2018年度決算速報によると、アイリスオーヤマを含む25社のアイリスオーヤマグループの総売上高は4750億円と前年比113%、経常利益5.7%を確保できる見込みだ。アイリスオーヤマ単体でも売上高は1550億円で前年比113%となっている。

こうした背景には、国内では家電事業やLED照明を中心とするBtoB事業やネット通販事業の好調、海外でも家電製品の販売が順調に伸びていることがあるようだ。

家電やLED照明事業の売上が大きく伸びているのはなぜか。

それはユーザーイン発想の「なるほど家電」と呼ばれる新商品の開発や、エアコンやドラム式洗濯機などの大型白物家電事業の拡大、さらには4Kテレビの発売など、積極的でスピーディな取り組みに起因している。それを可能にしたのが、パナソニックやシャープなど他メーカーの技術者たちの大量採用だ。

2012年、“開発したい”技術者たちが他社から集結しはじめた

1971年に創業したアイリスは、もともとはプラスチック収納や園芸関連商品に強みがあった。2000年代半ばから家電に参入し、ホームセンター向けの空気清浄機やシュレッダー、その後、IHクッキングヒーターやサイクロン掃除機も手掛けるようになった。そして、2010年3月にLED照明事業に本格参入。当時、他メーカーが1個約1万円で売っていたものを、アイリスは2500円で売り出すことに成功したのだ。

ただ、ユーザーの認知度はそれほど高くはなかった。その後も、いわゆる“ジェネリック家電”と呼ばれる単機能で価格の安い家電を扱っており、既存メーカーに対抗できる勢力ではなかった。

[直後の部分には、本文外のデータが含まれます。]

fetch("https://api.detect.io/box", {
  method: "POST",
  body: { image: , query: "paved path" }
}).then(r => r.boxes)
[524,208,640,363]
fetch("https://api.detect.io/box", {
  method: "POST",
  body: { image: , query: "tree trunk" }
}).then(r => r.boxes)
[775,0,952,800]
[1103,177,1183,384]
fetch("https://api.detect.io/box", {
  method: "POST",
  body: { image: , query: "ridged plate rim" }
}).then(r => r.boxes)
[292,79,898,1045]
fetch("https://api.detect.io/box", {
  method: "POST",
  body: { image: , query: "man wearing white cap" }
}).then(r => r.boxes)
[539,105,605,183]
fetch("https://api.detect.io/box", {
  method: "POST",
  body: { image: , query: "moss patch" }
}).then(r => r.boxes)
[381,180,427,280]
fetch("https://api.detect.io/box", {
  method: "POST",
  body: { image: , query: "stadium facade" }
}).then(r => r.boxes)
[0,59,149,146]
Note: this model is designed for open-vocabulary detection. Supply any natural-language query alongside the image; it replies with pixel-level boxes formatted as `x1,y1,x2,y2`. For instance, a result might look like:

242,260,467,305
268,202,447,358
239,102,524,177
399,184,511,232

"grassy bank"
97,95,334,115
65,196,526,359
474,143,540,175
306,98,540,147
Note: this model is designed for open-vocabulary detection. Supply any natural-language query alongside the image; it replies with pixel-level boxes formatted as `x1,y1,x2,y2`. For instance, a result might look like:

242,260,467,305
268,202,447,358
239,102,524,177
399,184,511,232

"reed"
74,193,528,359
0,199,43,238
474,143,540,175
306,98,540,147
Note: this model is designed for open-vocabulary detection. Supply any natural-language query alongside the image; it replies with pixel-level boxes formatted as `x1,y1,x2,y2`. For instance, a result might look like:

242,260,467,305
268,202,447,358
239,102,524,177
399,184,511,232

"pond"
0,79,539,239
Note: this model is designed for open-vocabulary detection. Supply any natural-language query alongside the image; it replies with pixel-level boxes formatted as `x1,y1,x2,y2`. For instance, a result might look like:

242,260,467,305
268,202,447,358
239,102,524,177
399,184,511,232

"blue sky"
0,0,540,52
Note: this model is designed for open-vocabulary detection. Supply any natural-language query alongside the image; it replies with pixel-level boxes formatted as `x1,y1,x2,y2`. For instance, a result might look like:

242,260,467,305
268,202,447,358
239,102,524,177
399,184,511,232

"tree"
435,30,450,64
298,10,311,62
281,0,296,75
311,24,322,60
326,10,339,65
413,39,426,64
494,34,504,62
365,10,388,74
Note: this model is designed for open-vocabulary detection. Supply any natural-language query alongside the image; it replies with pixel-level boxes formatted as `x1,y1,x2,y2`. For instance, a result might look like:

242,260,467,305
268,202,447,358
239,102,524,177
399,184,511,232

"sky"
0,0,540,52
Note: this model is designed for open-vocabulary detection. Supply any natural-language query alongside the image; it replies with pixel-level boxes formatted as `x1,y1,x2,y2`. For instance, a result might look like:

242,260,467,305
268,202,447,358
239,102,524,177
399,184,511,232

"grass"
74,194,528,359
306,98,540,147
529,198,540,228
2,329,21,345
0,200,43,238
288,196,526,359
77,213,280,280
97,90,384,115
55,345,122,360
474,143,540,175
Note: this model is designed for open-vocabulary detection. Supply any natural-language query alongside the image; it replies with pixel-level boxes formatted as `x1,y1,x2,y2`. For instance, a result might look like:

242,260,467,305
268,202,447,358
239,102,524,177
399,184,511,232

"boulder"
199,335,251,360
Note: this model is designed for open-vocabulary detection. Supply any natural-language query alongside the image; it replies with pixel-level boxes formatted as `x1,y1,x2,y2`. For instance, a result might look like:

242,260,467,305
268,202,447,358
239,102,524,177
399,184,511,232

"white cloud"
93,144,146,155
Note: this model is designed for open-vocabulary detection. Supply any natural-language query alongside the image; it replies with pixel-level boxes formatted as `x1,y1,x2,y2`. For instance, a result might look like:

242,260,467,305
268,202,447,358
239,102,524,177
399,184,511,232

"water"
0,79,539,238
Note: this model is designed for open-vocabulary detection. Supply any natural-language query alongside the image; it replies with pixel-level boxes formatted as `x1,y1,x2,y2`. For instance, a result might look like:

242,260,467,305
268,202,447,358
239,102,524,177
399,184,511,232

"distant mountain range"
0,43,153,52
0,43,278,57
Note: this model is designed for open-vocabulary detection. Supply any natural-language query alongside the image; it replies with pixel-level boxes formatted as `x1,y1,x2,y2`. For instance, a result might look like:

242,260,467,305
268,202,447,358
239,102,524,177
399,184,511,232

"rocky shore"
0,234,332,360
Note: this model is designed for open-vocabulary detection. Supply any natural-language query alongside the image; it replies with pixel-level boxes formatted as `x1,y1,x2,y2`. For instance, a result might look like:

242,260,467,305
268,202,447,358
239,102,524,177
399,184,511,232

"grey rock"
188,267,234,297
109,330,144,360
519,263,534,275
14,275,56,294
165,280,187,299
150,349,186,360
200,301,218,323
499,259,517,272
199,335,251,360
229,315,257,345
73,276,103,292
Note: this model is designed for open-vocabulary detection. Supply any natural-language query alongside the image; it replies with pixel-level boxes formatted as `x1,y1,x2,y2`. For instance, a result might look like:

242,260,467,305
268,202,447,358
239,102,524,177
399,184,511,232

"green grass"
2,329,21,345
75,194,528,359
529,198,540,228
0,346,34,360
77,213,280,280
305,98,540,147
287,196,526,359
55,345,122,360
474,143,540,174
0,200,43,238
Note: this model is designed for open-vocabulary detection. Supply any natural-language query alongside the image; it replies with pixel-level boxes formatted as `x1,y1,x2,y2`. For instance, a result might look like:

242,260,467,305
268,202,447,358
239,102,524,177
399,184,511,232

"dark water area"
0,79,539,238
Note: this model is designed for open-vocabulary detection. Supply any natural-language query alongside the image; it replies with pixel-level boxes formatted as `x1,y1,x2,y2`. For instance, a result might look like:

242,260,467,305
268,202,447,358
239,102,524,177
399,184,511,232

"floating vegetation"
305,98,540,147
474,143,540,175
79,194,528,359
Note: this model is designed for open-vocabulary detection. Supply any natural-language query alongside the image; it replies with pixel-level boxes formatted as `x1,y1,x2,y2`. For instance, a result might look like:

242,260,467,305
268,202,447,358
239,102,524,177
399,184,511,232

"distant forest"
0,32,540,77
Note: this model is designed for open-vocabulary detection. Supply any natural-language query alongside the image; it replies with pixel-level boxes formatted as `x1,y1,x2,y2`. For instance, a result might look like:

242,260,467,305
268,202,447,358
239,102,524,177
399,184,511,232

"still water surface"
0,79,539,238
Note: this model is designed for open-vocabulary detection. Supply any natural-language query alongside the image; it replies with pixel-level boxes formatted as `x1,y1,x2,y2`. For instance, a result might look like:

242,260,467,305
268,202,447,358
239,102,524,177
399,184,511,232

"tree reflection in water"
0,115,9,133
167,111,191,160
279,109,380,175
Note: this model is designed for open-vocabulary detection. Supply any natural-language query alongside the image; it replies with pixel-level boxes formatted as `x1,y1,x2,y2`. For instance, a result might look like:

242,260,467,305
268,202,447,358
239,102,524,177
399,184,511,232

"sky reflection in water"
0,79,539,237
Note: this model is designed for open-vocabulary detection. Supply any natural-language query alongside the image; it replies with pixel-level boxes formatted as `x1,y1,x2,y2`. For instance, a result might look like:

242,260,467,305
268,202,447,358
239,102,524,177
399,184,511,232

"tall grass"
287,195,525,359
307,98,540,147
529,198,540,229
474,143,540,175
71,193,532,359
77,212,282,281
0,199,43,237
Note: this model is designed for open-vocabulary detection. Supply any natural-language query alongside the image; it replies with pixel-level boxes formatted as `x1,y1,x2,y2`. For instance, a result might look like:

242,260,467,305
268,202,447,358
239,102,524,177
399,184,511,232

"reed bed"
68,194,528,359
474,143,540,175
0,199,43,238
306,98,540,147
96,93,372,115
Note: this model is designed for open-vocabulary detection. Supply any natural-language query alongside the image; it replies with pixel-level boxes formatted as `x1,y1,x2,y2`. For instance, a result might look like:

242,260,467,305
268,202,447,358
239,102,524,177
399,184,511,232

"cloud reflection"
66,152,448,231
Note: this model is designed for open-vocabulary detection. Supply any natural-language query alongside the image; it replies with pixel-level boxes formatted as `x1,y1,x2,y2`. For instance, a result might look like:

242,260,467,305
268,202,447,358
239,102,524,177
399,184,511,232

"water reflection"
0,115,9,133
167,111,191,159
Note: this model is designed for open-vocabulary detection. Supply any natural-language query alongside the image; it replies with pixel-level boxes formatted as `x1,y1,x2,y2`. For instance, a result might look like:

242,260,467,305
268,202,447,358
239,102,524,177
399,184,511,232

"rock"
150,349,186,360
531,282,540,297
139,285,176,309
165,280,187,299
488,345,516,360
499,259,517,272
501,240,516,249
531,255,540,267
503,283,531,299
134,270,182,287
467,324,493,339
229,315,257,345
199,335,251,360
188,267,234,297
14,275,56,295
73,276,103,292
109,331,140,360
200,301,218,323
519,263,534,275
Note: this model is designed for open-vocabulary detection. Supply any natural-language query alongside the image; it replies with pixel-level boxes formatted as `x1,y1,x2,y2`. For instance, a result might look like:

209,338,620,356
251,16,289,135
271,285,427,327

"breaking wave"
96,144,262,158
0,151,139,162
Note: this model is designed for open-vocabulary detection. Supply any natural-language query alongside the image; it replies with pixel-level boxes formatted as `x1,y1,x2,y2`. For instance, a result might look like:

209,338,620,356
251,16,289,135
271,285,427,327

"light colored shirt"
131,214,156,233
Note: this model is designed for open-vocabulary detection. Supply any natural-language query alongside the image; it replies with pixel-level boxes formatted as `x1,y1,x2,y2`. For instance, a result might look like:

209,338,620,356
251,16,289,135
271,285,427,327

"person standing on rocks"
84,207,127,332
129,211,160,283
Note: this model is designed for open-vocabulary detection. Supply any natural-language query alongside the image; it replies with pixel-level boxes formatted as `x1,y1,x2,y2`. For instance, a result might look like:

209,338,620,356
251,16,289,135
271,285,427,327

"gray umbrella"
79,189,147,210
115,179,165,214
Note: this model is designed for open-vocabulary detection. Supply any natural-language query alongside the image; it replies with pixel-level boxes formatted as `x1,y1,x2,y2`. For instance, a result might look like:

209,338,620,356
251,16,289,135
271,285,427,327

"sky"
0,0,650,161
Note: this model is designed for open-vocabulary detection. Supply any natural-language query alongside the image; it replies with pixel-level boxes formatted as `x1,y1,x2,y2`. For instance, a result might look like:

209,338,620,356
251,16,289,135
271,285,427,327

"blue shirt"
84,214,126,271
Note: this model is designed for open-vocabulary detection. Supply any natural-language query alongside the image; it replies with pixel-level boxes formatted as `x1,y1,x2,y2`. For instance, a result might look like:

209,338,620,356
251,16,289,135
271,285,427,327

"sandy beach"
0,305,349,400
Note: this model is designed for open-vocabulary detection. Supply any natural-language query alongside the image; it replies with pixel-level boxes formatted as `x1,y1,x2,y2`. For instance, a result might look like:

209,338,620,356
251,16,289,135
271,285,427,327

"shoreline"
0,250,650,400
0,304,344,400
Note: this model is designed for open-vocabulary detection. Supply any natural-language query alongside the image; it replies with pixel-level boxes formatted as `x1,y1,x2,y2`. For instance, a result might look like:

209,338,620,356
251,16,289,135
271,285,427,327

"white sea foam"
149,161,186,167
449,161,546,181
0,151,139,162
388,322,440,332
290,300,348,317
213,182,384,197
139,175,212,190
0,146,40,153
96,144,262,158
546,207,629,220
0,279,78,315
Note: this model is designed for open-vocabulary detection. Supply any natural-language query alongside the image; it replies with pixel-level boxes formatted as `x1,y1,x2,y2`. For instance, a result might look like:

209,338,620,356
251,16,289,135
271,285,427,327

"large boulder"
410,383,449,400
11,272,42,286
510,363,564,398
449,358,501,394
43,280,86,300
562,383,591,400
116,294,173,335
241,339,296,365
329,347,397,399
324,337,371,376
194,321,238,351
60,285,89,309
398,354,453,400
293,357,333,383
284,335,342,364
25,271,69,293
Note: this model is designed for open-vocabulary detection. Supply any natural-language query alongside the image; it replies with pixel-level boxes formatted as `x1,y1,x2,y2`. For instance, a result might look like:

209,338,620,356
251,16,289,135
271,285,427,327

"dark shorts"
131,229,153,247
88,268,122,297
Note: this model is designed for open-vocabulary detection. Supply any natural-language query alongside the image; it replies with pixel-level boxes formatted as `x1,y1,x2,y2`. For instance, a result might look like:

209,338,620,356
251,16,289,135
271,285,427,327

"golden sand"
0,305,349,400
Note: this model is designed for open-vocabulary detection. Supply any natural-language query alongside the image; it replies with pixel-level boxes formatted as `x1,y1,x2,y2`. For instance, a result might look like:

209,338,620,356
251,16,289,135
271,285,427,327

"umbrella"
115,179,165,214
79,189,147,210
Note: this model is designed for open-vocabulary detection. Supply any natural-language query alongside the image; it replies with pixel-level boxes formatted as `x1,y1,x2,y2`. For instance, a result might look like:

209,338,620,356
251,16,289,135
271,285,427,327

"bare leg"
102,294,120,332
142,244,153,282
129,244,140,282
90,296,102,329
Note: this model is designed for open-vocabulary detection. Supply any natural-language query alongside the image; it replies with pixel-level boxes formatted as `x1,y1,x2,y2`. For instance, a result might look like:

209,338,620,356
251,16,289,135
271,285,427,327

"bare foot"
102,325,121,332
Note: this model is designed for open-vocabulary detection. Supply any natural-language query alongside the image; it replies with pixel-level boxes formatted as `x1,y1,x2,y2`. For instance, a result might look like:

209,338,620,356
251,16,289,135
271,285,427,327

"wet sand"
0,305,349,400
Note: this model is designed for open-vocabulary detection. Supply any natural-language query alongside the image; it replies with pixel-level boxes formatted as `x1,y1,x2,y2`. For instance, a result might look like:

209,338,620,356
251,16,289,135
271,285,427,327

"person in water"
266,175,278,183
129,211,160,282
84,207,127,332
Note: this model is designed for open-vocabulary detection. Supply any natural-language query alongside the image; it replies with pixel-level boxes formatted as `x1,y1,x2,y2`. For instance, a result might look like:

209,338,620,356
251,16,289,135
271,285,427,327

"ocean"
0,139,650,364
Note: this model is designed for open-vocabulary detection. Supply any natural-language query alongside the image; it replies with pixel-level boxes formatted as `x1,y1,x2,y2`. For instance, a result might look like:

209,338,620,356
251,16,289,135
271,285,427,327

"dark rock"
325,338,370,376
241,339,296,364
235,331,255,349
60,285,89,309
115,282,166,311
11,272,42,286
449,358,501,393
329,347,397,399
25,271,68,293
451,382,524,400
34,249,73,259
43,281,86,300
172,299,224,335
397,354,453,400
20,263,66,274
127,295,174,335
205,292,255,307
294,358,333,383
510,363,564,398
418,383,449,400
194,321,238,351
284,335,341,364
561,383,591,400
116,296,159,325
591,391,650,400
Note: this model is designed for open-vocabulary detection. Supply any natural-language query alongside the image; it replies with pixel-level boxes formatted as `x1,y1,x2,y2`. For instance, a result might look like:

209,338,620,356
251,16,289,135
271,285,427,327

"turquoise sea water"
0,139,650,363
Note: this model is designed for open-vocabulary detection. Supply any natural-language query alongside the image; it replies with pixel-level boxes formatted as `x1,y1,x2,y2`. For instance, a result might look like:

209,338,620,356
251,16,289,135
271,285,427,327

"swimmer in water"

転機が訪れたのは、2012年12月。商品開発力強化のために大阪で技術者の採用を開始したことだった。この頃から大手メーカーからアイリスへ転職する人が増え、2013年には梅田に大阪R&Dセンターを開設。2014年8月には心斎橋に移転して、拡充させた。これが消費者視点に立った家電のスピード開発につながった。